Stars form within dense regions that exist inside giant molecular clouds. Due to the large mass of the gas molecules, gravity exerts a massive force to pull the particles together, leading to an increase in density and an eventual collapse. The rising temperature that results from the release of gravitational potential energy ends up facilitating fusion of hydrogen atoms into heavier elements within the cloud. This process builds pressure that counteracts the pull of gravity.
“This is how hydrostatic equilibrium state is reached, and that’s what stars are. But once that energy’s out, it could further collapse, leading to neutron stars and black holes,” said T.K. Sridharan, one of the co-authors of the study and associate of the Harvard College Observatory. “So why aren’t they all collapsing?”
Scientists believe that the answer lies in turbulence and magnetic fields. According to Qizhou Zhang, another co-author of the study and an astrophysicist at the Smithsonian Astrophysical Observatory, turbulence is thermal motion of particles caused by interstellar energy that “cascades down to very small spatial scales in the clouds into dense cores, acting like a pressure to stop gas from actually condensing.”
Magnetic fields, on the other hand, restrict the flow of gas and oppose the cloud’s tendency to collapse.
“Magnetic fields couple with electrons, anything that’s ionized,” said Zhang. “The ions will collide with neutral gas and produce resistance if the gas wants to move across the magnetic field.”
The impact of magnetic fields has been more challenging to assess due to the difficulty of measuring their strength and orientation. However, thanks to the Smithsonian’s Submillimeter Array, a collection of eight radio telescopes located atop Mauna Kea, researchers have been able to detect the direction of magnetic field lines.

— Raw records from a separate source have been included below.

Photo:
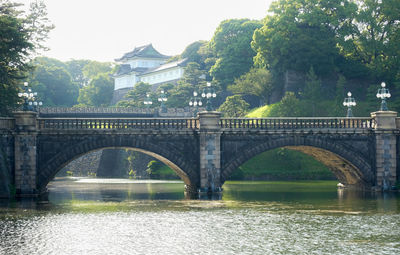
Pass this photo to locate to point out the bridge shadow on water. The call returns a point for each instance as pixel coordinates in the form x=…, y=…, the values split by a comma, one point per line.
x=318, y=196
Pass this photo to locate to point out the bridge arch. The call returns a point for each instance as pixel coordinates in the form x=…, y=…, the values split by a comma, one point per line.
x=170, y=156
x=347, y=165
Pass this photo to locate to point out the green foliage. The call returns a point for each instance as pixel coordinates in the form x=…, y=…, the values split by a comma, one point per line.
x=263, y=111
x=234, y=106
x=135, y=97
x=99, y=92
x=289, y=106
x=337, y=104
x=21, y=37
x=158, y=170
x=75, y=69
x=312, y=94
x=231, y=48
x=53, y=83
x=192, y=53
x=256, y=82
x=299, y=34
x=282, y=164
x=356, y=38
x=93, y=68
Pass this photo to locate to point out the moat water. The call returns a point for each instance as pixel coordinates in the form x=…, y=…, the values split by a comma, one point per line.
x=117, y=216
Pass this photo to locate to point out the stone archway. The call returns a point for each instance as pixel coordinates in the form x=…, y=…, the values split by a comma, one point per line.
x=349, y=167
x=169, y=156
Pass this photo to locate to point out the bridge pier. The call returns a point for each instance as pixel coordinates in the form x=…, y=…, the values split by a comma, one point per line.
x=210, y=153
x=25, y=154
x=386, y=149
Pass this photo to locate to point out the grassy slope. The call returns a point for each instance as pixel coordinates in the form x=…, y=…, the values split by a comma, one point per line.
x=278, y=164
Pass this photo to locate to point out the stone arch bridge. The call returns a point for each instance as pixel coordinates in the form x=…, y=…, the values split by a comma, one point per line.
x=203, y=151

“The effect of the turbulence on the magnetic field is to pull it around everywhere and mix it up,” said Sridharan. “If turbulence is very strong, then it will get completely tangled up. If magnetic field is strong, it will maintain its orientation and guide turbulence.”
Using the Submillimeter Array and other facilities, researchers measured the polarization of light emitted by spinning dust particles in dense cores. Polarization reveals the orientation of the dust particles, which in turn is aligned with the orientation of the magnetic field lines.
Since the field orientation was conserved across varying scales in the Cat’s Paw Nebula, it seems that the magnetic field is strong enough to resist being disturbed by turbulence. The study is part of an ongoing effort to determine the impact of magnetic fields on the collapse of molecular clouds to create stars.
“The picture that is emerging is that magnetic fields are playing a very important role in star formation,” Sridharan said.